AI Coding Tool Used by Coinbase Exposes Firms to Self-Spreading Malware

A newly disclosed vulnerability in an AI-powered coding instrument favored by Coinbase has raised alarms throughout the cybersecurity and crypto communities.

According to cybersecurity firm HiddenLayer, the flaw permits attackers to stealthily inject malicious code that may unfold throughout a complete group’s codebase with minimal consumer interplay.

The assault, dubbed the “CopyPasta License Attack,” exploits how AI instruments interpret widespread developer information like LICENSE.txt and README.md.

AI Code Assistants Exposed to Malware by way of Hidden Markdown

By embedding dangerous directions in markdown feedback, usually hidden from rendered views, attackers can manipulate AI code assistants into propagating malware with out builders realizing.

“Injected code may stage a backdoor, exfiltrate delicate knowledge, or manipulate vital methods, all whereas remaining buried deep inside information,” HiddenLayer stated in a Thursday report.

The agency demonstrated the exploit utilizing Cursor, the AI coding assistant reportedly adopted by each Coinbase engineer as of February.

HiddenLayer stated comparable vulnerabilities had been current in different instruments together with Windsurf, Kiro, and Aider.

The concern comes only a day after Coinbase CEO Brian Armstrong claimed that AI now writes up to 40% of the corporate’s code, a determine he goals to push to 50% subsequent month.

The announcement drew criticism from cybersecurity specialists, builders, and crypto insiders who warned of the dangers tied to mandated AI adoption.

“This is a huge pink flag for any security-sensitive enterprise,” stated Larry Lyu, founding father of decentralized change Dango.

Carnegie Mellon professor Jonathan Aldrich known as the coverage “insane,” including that he wouldn’t belief Coinbase together with his funds after listening to it.
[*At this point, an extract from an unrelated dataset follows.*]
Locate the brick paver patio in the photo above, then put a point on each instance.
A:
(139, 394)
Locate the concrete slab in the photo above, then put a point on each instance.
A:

~40% of day by day code written at Coinbase is AI-generated. I would like to get it to >50% by October.

Obviously it wants to be reviewed and understood, and never all areas of the enterprise can use AI-generated code. But we ought to be utilizing it responsibly as a lot as we probably can. pic.twitter.com/Nmnsdxgosp

— Brian Armstrong (@brian_armstrong) September 3, 2025

Delphi Consulting’s Ashwath Balakrishnan known as the push “performative and obscure,” whereas Bitcoiner Alex Pilař harassed that Coinbase, as a significant crypto custodian, ought to prioritize safety over AI adoption metrics.

Armstrong has defended the move, saying AI-generated code should nonetheless be reviewed and isn’t utilized in all components of the enterprise.

In a weblog put up, Coinbase’s engineering group clarified that AI use is extra widespread in front-end and less-sensitive methods, whereas “system-critical change methods” stay extra cautiously managed.

However, Armstrong admitted throughout a podcast with Stripe co-founder John Collison that he had enforced AI onboarding at Coinbase, going so far as firing engineers who refused to use the instruments.

“I went rogue,” Armstrong stated. “They bought fired.”

TIME Names Coinbase a 2025 ‘Disruptor’ Among Most Influential Companies

As reported, TIME has recognized Coinbase as one of 2025’s 100 Most Influential Companies, labeling the crypto change a “disruptor” for its important position in shaping US digital asset insurance policies and markets.

TIME famous the change as a key driver behind the business’s coverage efforts and predicted Coinbase may grow to be the central hub for crypto buying and selling within the US.

Beyond the US, Coinbase is broadening its attain in Europe, securing a license underneath the EU’s MiCA regulatory framework by way of Luxembourg’s monetary regulator.

The put up AI Coding Tool Used by Coinbase Exposes Firms to Self-Spreading Malware appeared first on Cryptonews.